Identifying recently evolved genes in yeast

Genes born de novo from previously non-genic sequences are important to explain recent adaptations but they are often missing from the annotations. By comparing the transcriptomes of 11 different species we could identify more than 200 de novo originated transcripts in baker’s yeast.

Like Comment
Read the paper

Our group has been investigating de novo gene birth for over 15 years. We have been focusing on humans and mice, but this time was going to be different. I had just given an internal seminar on de novo genes at the Barcelona Biomedical Research Park when Lucas Carey, one of the new PIs in the building, approached me to ask if I was interested in doing something related with baker’s yeast. I had not considered it before- several groups were already working with yeast  – but it seemed like a good opportunity to start a new collaboration and explore a system that we could easily manipulate in vivo.

Terrace of the PRBB next to the Auditorium. A nice place to sit and discuss science after seminars.

It was 2015 and a new MSc student in the group, Will Blevins, was looking for a research project related to de novo genes, which could potentially extend into a PhD. I proposed that he could start to work with yeast and he liked the idea. Lucas and I became his co-supervisors.

After finishing his MSc, Will decided to stay for a PhD. During his time at the PRBB he engaged in a variety of science outreach activities. Here he is introducing the concepts behind the research in our lab at the 2018 Youth Mobile Festival (YoMo).
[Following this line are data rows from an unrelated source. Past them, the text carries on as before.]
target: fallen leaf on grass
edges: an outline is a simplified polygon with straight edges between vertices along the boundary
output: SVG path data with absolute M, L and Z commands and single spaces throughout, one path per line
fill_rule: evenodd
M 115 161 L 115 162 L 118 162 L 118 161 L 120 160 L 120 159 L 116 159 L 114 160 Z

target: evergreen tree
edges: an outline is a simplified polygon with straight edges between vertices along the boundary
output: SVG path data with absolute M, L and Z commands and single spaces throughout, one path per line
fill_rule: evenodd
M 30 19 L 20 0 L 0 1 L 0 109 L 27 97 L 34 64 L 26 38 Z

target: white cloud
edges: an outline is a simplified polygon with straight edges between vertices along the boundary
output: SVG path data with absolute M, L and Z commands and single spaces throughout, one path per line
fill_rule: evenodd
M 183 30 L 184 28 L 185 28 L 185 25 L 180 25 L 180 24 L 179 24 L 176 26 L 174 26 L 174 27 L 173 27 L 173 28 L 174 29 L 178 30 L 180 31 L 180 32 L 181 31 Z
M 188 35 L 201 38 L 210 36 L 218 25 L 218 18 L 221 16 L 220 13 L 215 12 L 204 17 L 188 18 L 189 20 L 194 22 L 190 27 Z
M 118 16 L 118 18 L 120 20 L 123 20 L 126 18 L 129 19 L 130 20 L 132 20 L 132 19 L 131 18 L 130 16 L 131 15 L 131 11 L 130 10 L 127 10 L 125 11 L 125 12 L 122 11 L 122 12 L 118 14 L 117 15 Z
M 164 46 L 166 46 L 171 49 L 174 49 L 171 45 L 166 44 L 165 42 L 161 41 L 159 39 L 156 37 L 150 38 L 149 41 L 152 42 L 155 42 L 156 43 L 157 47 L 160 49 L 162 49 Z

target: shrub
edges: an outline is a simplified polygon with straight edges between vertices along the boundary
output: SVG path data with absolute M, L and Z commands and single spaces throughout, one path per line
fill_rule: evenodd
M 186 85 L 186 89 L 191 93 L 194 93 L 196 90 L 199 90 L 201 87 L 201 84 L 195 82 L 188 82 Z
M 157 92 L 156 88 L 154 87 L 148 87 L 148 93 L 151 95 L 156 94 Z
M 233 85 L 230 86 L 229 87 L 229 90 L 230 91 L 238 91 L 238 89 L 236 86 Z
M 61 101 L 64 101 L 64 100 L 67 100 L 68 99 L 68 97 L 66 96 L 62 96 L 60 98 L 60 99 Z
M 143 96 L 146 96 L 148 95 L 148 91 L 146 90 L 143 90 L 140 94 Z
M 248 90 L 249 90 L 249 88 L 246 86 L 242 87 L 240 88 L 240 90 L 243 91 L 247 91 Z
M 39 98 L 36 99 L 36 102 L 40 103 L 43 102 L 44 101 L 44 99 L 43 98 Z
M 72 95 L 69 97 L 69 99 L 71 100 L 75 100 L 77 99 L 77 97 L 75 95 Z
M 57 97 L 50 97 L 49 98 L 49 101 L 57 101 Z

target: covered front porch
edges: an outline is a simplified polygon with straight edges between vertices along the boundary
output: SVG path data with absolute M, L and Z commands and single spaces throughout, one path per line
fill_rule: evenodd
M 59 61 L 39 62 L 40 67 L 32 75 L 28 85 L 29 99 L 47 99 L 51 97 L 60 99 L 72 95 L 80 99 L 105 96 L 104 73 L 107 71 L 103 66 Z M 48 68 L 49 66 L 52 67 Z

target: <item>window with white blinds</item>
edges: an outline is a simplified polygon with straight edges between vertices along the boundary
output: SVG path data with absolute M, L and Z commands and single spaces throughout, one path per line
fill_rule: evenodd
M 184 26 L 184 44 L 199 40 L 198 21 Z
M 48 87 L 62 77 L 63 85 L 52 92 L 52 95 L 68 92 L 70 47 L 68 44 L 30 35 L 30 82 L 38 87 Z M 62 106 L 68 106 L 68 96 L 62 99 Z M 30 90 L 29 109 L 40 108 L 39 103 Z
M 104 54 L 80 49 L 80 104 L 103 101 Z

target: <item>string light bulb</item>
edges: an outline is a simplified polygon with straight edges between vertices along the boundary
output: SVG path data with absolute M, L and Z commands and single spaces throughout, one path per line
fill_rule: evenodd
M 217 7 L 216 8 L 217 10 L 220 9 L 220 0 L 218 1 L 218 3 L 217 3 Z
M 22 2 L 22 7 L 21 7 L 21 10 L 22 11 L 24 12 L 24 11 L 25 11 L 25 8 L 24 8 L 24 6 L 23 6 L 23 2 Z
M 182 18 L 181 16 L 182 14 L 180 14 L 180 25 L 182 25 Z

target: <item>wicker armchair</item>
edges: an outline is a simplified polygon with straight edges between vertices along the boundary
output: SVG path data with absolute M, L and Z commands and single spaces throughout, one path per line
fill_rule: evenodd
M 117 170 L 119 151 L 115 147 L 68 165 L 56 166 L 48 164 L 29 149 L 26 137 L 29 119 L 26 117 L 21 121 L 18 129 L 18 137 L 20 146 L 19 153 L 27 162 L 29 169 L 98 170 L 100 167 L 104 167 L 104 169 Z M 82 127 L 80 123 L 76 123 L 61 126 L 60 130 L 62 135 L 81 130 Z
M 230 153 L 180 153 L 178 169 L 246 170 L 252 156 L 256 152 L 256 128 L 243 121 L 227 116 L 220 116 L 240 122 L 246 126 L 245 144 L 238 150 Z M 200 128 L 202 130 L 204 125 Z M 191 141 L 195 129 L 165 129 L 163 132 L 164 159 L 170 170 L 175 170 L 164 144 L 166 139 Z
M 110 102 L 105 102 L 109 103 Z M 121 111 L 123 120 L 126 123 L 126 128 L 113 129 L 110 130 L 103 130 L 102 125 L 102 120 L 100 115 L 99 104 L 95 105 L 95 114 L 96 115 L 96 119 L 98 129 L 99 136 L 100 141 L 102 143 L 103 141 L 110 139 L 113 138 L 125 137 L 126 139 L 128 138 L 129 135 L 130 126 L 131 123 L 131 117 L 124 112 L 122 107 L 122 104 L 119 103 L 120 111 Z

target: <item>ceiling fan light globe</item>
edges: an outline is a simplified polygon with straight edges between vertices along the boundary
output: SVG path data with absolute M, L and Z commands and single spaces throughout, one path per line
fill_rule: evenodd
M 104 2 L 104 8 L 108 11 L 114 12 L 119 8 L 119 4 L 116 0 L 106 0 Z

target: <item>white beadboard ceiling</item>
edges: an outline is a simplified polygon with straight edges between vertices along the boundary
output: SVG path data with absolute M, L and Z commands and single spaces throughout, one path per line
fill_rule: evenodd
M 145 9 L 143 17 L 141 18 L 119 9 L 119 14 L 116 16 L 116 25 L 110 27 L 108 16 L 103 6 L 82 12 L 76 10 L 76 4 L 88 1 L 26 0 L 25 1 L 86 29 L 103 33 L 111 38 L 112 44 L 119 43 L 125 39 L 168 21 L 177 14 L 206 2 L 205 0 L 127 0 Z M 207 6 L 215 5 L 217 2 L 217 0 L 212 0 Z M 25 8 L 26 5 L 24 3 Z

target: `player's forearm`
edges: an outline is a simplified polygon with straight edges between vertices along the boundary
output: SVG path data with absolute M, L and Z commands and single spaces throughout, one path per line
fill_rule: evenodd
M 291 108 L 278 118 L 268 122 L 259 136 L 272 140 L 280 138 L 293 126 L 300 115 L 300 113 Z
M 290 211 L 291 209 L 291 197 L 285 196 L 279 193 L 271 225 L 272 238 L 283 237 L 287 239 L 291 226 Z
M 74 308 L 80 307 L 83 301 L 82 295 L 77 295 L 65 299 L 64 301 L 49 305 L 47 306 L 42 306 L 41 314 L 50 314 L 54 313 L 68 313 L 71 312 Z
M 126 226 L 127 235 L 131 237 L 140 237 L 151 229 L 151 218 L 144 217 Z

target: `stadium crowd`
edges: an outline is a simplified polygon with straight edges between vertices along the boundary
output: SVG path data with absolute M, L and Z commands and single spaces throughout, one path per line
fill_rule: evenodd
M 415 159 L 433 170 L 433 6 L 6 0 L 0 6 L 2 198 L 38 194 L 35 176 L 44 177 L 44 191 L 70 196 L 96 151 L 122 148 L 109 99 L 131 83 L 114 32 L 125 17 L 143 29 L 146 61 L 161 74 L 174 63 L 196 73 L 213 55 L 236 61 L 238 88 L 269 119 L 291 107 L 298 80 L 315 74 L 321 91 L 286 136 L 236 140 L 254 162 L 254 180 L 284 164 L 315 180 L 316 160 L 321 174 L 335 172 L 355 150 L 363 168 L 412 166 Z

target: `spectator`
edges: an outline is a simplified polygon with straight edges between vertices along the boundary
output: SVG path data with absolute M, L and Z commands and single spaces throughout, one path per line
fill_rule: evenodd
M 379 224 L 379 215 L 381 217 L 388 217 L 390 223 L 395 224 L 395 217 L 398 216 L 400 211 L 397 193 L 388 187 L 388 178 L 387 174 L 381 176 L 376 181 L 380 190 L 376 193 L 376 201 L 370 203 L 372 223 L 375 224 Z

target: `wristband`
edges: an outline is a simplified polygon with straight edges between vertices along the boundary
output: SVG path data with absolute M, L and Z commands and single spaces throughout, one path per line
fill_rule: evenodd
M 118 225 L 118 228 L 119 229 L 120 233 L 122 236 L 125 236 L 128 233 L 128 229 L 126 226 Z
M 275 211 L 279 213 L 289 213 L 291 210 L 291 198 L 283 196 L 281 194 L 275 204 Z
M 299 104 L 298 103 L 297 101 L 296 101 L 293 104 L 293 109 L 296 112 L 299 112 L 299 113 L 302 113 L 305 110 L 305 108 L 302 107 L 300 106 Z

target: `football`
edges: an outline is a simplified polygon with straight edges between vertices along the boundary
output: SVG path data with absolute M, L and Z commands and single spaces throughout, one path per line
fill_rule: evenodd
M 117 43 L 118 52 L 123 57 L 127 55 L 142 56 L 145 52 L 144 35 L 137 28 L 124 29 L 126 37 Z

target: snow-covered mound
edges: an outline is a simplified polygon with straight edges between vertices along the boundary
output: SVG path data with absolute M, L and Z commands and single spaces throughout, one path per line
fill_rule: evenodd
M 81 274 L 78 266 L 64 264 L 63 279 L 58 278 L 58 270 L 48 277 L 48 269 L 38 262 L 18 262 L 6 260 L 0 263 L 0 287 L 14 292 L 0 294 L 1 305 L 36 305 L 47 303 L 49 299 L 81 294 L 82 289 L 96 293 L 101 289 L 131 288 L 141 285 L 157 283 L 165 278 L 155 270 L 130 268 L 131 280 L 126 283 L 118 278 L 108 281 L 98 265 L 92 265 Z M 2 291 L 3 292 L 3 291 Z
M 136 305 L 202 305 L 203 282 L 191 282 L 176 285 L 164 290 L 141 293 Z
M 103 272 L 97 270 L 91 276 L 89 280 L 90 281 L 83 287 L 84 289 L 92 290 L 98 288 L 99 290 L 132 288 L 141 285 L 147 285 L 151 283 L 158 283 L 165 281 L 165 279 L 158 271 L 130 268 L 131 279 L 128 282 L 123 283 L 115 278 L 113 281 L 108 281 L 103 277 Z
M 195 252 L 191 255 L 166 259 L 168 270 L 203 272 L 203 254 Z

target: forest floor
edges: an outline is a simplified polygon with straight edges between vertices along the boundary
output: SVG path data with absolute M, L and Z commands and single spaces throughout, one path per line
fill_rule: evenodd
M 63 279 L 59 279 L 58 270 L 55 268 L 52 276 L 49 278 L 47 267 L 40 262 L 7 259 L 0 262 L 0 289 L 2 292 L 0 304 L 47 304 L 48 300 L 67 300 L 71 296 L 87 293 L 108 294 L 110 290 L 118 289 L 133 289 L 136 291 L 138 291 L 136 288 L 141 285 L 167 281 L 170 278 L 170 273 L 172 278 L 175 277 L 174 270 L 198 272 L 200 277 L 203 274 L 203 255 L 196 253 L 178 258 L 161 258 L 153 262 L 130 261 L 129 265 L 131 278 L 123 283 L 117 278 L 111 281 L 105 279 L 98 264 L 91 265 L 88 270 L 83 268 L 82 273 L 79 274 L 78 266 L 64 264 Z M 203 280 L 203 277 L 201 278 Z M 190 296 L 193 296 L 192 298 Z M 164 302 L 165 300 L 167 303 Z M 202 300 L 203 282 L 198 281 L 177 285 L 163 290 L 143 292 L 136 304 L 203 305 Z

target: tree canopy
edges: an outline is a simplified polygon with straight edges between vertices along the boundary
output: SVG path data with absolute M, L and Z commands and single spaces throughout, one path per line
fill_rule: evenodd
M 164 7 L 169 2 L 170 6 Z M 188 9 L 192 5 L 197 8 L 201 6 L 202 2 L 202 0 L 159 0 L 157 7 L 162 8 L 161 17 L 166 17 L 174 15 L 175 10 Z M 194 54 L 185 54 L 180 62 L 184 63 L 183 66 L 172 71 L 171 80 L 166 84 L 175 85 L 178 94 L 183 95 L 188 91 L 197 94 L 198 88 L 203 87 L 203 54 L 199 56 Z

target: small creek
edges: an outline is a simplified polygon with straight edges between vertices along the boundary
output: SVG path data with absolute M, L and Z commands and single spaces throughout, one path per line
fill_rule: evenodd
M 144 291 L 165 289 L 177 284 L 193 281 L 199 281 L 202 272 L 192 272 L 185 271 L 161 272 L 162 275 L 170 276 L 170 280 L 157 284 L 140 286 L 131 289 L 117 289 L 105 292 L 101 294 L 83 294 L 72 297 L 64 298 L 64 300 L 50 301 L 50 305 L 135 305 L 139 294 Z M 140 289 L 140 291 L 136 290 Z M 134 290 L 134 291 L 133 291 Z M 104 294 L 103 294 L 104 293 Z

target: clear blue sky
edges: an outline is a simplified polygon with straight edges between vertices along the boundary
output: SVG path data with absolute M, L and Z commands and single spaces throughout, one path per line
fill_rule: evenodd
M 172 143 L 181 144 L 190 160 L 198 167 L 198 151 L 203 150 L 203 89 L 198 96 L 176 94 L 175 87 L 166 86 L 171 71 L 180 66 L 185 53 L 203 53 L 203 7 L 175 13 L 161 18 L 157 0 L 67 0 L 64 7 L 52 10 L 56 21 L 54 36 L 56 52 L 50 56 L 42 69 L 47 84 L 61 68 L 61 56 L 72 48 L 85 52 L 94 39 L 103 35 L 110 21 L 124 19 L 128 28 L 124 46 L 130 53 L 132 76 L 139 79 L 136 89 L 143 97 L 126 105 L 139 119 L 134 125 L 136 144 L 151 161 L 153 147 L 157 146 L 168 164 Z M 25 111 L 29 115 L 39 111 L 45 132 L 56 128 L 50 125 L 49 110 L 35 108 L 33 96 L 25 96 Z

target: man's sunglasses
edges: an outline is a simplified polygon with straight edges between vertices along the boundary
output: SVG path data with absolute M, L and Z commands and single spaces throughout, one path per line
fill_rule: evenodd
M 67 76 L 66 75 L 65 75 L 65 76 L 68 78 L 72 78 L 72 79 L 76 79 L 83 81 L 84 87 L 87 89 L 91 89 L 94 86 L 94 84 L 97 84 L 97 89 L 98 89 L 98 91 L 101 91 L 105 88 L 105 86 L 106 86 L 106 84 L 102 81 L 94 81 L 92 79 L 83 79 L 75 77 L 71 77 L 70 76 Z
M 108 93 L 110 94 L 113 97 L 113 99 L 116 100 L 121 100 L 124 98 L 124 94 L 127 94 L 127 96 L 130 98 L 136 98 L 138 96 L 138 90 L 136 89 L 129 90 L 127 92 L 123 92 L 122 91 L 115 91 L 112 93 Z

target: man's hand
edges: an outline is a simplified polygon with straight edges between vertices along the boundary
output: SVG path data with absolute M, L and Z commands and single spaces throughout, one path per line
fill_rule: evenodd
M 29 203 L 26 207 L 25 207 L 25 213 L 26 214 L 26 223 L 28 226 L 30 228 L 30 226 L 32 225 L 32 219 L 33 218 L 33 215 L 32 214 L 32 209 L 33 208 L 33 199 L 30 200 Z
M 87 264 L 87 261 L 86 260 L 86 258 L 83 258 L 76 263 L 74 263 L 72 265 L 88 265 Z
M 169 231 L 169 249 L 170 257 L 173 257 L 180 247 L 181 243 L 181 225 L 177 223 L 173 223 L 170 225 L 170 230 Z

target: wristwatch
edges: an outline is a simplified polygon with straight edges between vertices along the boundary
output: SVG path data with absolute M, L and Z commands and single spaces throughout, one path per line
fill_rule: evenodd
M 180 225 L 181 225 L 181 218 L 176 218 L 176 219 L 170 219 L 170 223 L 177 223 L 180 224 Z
The plan included  sequencing the transcriptomes of different species and comparing the sequences and genomic positions of the expressed transcripts, in other words, to characterize de novo gene birth without having to rely on the existing annotations. As Lucas’ group was working on gene regulatory networks, we also thought about measuring the activity of promoters of new genes compared to the same region in species that did not express the gene, using reporter constructs. These experiments never came to fruition, so instead we did some ribosome profiling experiments with Juana Diez’s group, a third collaborating lab in the same building.

Toy example to explain our research into de novo genes using colored wooden shapes, which represent a set of genes from several closely-related species.  Over evolutionary time, some genes accumulate subtle changes – modifying their shape. In other cases, shapes appear or disappear alltogether, making them unique to one species.

In organisms with large genomes, such as those of mammals, there is a lot of non-coding sequence that can be used to build new genes. However in species with very compact genomes, like those of yeast, there is not much “spare” genomic sequence. For example, in baker’s yeast i.e. Saccharomyces cerevisiae, our reference species, about 70% of the genome is occupied by coding sequences. That doesn’t leave much left for the trial-and-error process of de novo gene birth. What we discovered in our study was that many new transcripts originated in regions that already had genes, but in the opposite orientation. So, in this highly efficient genome, the “spare” DNA strand was being used to harbor new transcripts. Not only that, but a significant fraction of the new antisense transcripts were being translated into proteins.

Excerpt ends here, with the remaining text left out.